Аманда дотронулась до руки Эндрю, показывая, что передает эстафету, так как сделала все, что могла, и теперь ему надо разбираться самому.

Она встала и пошла к двери:

— Пойду поищу Николаса.

— О-о да, — с важностью протянула Лидия, зло посмотрев на Аманду, — он же может запросто заблудиться в этом доме, не правда ли?

Аманда проскользнула мимо нее и вышла в холл. Николаса она увидела сразу же. Он сидел на ступеньках лестницы с Отисом, который, очевидно, объяснял ему все хитрости фокусировки в видеокамере. Рядом с ним, осторожно положив худенькую руку на шею Николаса, стояла Зельда, старшая дочь Эмбер. Отис, которому должно было быть около пятнадцати, был одет в темный костюм и цветастую рубашку. Он находился в переходном состоянии между веселым рок-н-ролльным детством и размеренностью школьной жизни, где не был окружен знаменитостями. Восьмилетняя Зельда, напротив, была воплощением феерического стиля своей матери. Она была одета в разноцветные высокие ботинки и длинную атласную юбку. Волосы придерживала парусиновая лента. У Зельды был тот ничего не выражающий, настороженный взгляд, который характерен для детей, много повидавших и уяснивших для себя, что лучше помалкивать, чтобы им разрешили увидеть еще больше.

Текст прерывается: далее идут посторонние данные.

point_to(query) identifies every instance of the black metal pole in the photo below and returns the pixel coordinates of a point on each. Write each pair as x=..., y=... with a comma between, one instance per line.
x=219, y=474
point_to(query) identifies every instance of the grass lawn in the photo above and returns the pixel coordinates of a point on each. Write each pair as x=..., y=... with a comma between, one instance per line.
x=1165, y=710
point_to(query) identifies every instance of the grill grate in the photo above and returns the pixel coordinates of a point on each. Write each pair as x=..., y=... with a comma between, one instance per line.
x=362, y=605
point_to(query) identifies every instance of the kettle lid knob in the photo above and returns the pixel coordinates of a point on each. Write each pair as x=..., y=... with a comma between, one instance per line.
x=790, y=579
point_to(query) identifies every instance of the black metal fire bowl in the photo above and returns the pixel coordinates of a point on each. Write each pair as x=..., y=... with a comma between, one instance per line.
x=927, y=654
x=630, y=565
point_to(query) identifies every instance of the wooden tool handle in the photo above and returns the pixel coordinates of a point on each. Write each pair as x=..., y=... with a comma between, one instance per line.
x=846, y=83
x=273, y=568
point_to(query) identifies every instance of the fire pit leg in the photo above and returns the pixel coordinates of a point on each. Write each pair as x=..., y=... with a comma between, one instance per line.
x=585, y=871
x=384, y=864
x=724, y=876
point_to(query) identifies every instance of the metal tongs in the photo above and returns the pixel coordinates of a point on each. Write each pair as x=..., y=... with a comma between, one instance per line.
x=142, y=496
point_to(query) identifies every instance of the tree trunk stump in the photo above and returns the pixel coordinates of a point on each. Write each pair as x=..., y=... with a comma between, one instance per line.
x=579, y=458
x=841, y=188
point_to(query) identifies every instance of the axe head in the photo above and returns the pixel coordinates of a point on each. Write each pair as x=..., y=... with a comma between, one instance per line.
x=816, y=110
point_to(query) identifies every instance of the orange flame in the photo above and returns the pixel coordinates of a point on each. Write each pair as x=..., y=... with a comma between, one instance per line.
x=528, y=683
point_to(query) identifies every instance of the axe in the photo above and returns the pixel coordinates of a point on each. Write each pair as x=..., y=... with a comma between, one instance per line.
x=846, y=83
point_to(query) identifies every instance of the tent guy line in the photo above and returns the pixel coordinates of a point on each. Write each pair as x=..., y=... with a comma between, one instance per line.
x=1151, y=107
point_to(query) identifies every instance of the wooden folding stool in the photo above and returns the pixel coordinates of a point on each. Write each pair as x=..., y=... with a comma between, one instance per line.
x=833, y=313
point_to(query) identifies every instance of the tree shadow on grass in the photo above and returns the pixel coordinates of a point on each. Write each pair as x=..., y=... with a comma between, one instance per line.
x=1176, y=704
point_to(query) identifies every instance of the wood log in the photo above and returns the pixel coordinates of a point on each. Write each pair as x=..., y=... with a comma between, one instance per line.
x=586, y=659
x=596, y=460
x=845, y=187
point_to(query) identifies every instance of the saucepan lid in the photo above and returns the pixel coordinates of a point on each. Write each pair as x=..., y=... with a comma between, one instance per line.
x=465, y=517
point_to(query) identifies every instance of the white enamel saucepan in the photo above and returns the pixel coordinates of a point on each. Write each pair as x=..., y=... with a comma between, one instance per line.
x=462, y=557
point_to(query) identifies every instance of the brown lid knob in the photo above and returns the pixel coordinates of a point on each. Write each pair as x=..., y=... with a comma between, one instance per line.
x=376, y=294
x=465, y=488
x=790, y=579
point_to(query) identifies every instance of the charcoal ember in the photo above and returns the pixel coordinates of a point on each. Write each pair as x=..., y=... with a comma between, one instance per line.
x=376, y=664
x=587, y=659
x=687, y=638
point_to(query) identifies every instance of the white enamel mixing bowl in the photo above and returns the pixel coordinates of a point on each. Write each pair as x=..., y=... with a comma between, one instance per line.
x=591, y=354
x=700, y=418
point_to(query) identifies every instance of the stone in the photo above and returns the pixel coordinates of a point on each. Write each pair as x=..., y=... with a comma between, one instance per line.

Каждый из детей являлся маленькой копией Эмбер, раскрепощенной, своевольной и фотогеничной. Завитки челок, необузданные приступы гнева говорили о лихорадочной жизни Эмбер, о жизни, не ограниченной обычными условностями и режимом. У детей не было специальной уличной одежды, которую нельзя бы было выпачкать в грязи, а руки их никогда не считались настолько грязными, чтобы нельзя было провести пальцем по дорогим обоям. Аманда быстро поняла, что замечать такие пустяки означало показывать свои провинциальные манеры и что такой своего рода элитарно-богемный подход к жизни и есть признак настоящей породы. Самым главным из всего этого была расческа, точнее, ее отсутствие. В мире Эмбер никто не расчесывался. У детей были спутанные пегие кудри, а у взрослых — их улучшенный вариант. Ключевой принцип «не к месту» касался всего, начиная от ношения брюк из светлой замши для верховой езды и заканчивая дворовыми щенками, которые носились по дому в Хедланде. Да и это было слишком правильным. Ведь даже с тщательностью выбранный и красиво завернутый подарок, должным образом упакованные вещи, совершенно новый светлый коврик — все это подвергалось осмеянию в мире Эмбер. Для Аманды, которая два раза в неделю посещала парикмахера, хранила кашемировые вещи переложенными с лавандовыми саше, а кроссовки — в мешочке для обуви, это было слишком. Хотя она и пыталась следовать этому принципу. Она научилась обходиться без ножа для масла, без резиновых перчаток для мытья посуды и без коробки с салфетками в машине. Но постоянное напряжение от того, что приходилось подавлять свои инстинкты, заставляло чувствовать ее сбежавшим военнопленным в том черно-белом фильме… Его научили думать и мечтать на немецком, и вот, когда он садится в автобус, везущий его к свободе, у него вырывается «спасибо» по-английски. Столько усилий, и одна-единственная оговорка, пойманная враждебным ухом, может отбросить вас назад, сведя все старания на нет.